Embora ambas as organizações já atuassem em Petrolina, informações apuradas junto à área de segurança indicam que o conflito se agravou logo após o Carnaval. Desde então, mais de dez mortes foram oficialmente registradas em poucos dias, revelando um cenário de confronto aberto por territórios estratégicos. Além do CV e do BDM, outros grupos criminosos tentam se infiltrar na disputa, ampliando ainda mais a instabilidade.
O Comando Vermelho nasceu dentro do sistema prisional carioca na década de 1970 e se consolidou como uma das maiores facções do Brasil, com atuação em praticamente todo o território nacional, especialmente no tráfico de drogas e armas. Já o Bonde do Maluco surgiu em 2015, em uma unidade prisional de Salvador, e expandiu rapidamente sua influência na Bahia, contando com alianças estratégicas que facilitaram sua interiorização. Relatório da Secretaria Nacional de Políticas Penais (Senappen), divulgado em 2023, aponta que o grupo baiano já instalou bases em estados como Sergipe, Piauí e Mato Grosso do Sul, além de atuar no tráfico internacional de drogas.
A localização geográfica de Petrolina, na divisa entre Pernambuco e Bahia, tem sido apontada como fator que favorece a mobilidade de integrantes das facções. As fragilidades na fiscalização interestadual contribuem para a circulação de criminosos e armamentos, dificultando a repressão e exigindo articulação permanente entre as forças de segurança dos dois estados.
Os números refletem a escalada da violência. Dados da Secretaria de Defesa Social (SDS) mostram que 181 pessoas foram assassinadas em 2025 no município, contra 168 mortes registradas em 2024. Só no mês de janeiro deste ano, 27 homicídios foram contabilizados, representando um aumento expressivo em comparação ao mesmo período do ano anterior. Em fevereiro, a tendência de alta permanece.
Entre as vítimas recentes está o jovem John Alisson Oliveira Pinto, de 25 anos, morto a tiros na frente de casa, no bairro João de Deus. O crime ocorreu na noite da última quinta-feira (19), quando ele e o irmão, de 23 anos, foram surpreendidos por um homem armado que se aproximou e efetuou vários disparos. John morreu no local, enquanto o irmão foi socorrido para uma unidade hospitalar. O estado de saúde dele não foi divulgado.

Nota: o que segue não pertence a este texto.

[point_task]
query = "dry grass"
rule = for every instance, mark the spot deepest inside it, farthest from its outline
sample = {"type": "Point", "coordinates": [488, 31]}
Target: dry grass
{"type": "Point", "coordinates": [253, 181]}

O chefe da Polícia Civil de Pernambuco, Felipe Monteiro, confirmou que a cidade enfrenta uma guerra de facções pelo domínio do tráfico. Segundo ele, reforços já foram enviados e investigações avançadas estão em curso. Na mesma noite do crime que vitimou John, dois suspeitos de um latrocínio foram presos. Um deles é investigado por envolvimento em mais de dez homicídios somente neste ano em Petrolina e apontado como integrante de uma das facções em conflito. Com a dupla, a polícia apreendeu uma pistola calibre .380 com dois carregadores municiados, um revólver calibre .38, além da motocicleta, capacete e celular da vítima do assalto seguido de morte.
Diante do cenário crítico, a SDS deflagrou a Operação São Francisco, enviando 68 policiais militares de diversos batalhões para reforçar o patrulhamento ostensivo e intensificar ações em áreas com maior incidência criminal. A Polícia Civil também ampliou o efetivo local com o envio de dois delegados, dez agentes e seis escrivães, que passaram a atuar na Delegacia de Homicídios e nas delegacias circunscricionais do município.
Parte da cúpula da SDS esteve em Petrolina para uma reunião emergencial que discutiu novas estratégias de enfrentamento. Participaram do encontro a secretária-executiva de Defesa Social, Mariana Cavalcanti, o comandante-geral da Polícia Militar, coronel Ivanildo Torres, e a delegada-geral adjunta da Polícia Civil, Beatriz Leite. A integração com a Bahia também foi reforçada como prioridade, diante das dificuldades operacionais impostas pela divisa estadual.
Enquanto o poder público intensifica as ações de repressão e investigação, a população de Petrolina convive com o receio de novos confrontos. A disputa entre facções, que extrapola fronteiras estaduais, impõe ao Sertão um desafio que exige resposta coordenada, inteligência policial e presença permanente do Estado para restabelecer a sensação de segurança e conter o avanço do crime organizado.